Temel, fotoğraf çektirmek istemiş. Fakat vesikalık fotoğrafta yakışıklı çıkmadığından (!) dükkana girdiğinde; “Uşağum, fotoğrafimu çekecesun, yalnız vesikalık olmayacak da” demiş.
Fotoğrafçı; “Tabii ki efendim, 24 çarpı 32’ye ne dersiniz?”
Temel; “768 derum de bunin konimuzla ne alakasi vardur?”
Türkiye Cumhuriyeti kurulduğu tarihten bu yana en büyük tehlike ile karşı karşıya!
Ya, Laik Cumhuriyet ve Atatürk İlke ve Devrimleri korunacak yaşayacak, ya da karşı devrimciler kazanacak ve Türkiye Cumhuriyeti Devleti, Federal Ümmet Devletine dönüşecek!

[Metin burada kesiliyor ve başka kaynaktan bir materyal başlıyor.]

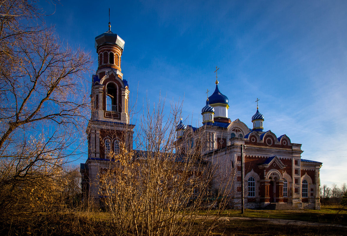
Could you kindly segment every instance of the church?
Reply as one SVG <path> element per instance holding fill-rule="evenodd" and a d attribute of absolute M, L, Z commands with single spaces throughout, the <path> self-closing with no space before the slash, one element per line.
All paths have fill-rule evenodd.
<path fill-rule="evenodd" d="M 88 158 L 80 168 L 85 198 L 104 196 L 99 178 L 103 169 L 110 168 L 112 160 L 108 154 L 119 153 L 121 146 L 133 149 L 135 125 L 129 123 L 129 85 L 121 68 L 124 44 L 111 31 L 109 23 L 109 30 L 95 38 L 98 67 L 92 78 L 91 116 L 86 131 Z M 252 127 L 238 119 L 232 121 L 228 117 L 228 97 L 220 90 L 217 74 L 216 77 L 214 91 L 201 110 L 202 126 L 186 125 L 181 119 L 177 124 L 176 154 L 184 155 L 182 143 L 189 140 L 193 147 L 197 134 L 202 132 L 206 141 L 202 143 L 201 159 L 227 163 L 230 171 L 235 173 L 230 186 L 235 190 L 234 206 L 240 206 L 243 180 L 245 208 L 320 209 L 322 163 L 301 159 L 301 145 L 292 142 L 286 134 L 277 137 L 268 128 L 264 130 L 266 119 L 259 111 L 257 98 L 256 111 L 250 117 Z M 245 148 L 242 163 L 242 147 Z M 218 187 L 218 181 L 213 184 Z"/>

Kaderin cilvesine bakın ki, komşumuz İran, molla rejiminden kurtulmak demokrasiye geçmek için başta İranlı Kadınlar olmak üzere, ölümü göze alarak özgürlük uğruna kurşunların üzerine koşarak gidiyor. Biz ise, elimizden çalınmakta olan Laik Cumhuriyeti ve özgürlüğümüzü, çocuklarımızın geleceğini, film seyreder gibi sadece izliyoruz…
Özellikle Genç Arkadaşlarıma iki konuda bilgi vermek istiyorum!
Birincisi;
16 Nisan 2017 Referandumunda, Anayasamızın 123’ncü maddesine şu ekleme yapıldı, “Kamu Tüzel Kişiliği kurmak kanunla veya CUMHURBAŞKANLIĞI KARARNAMESİYLE OLUR”
Bu ne demek biliyor musunuz? Erdoğan isterse, TBMM’nin kanun çıkarmasına gerek duymadan “eyalet-özerk bölge” kurabilecek!
Erdoğan-Bahçeli ikilisinin bu talebini Davutoğlu, Babacan ve adamları tarafından coşkuyla desteklemişti!
Umuyorum ki, Babacan’ın Anayasadan Türk kelimesini atacağını söylemesi ve Davutoğlu’nun Tarikat ve Cemaatlere örgütlenme özgürlüğü verilmesi isteğinin tesadüf olmadığını da gençlerimiz artık net olarak anlamıştır…
İkincisi;
Temel’in dediği gibi bu olayların konumuzla tam da ilgisi olduğunun kanıtıdır.
Cumhur İttifakının hedefini Erdoğan çok açık olarak açıklamıştır.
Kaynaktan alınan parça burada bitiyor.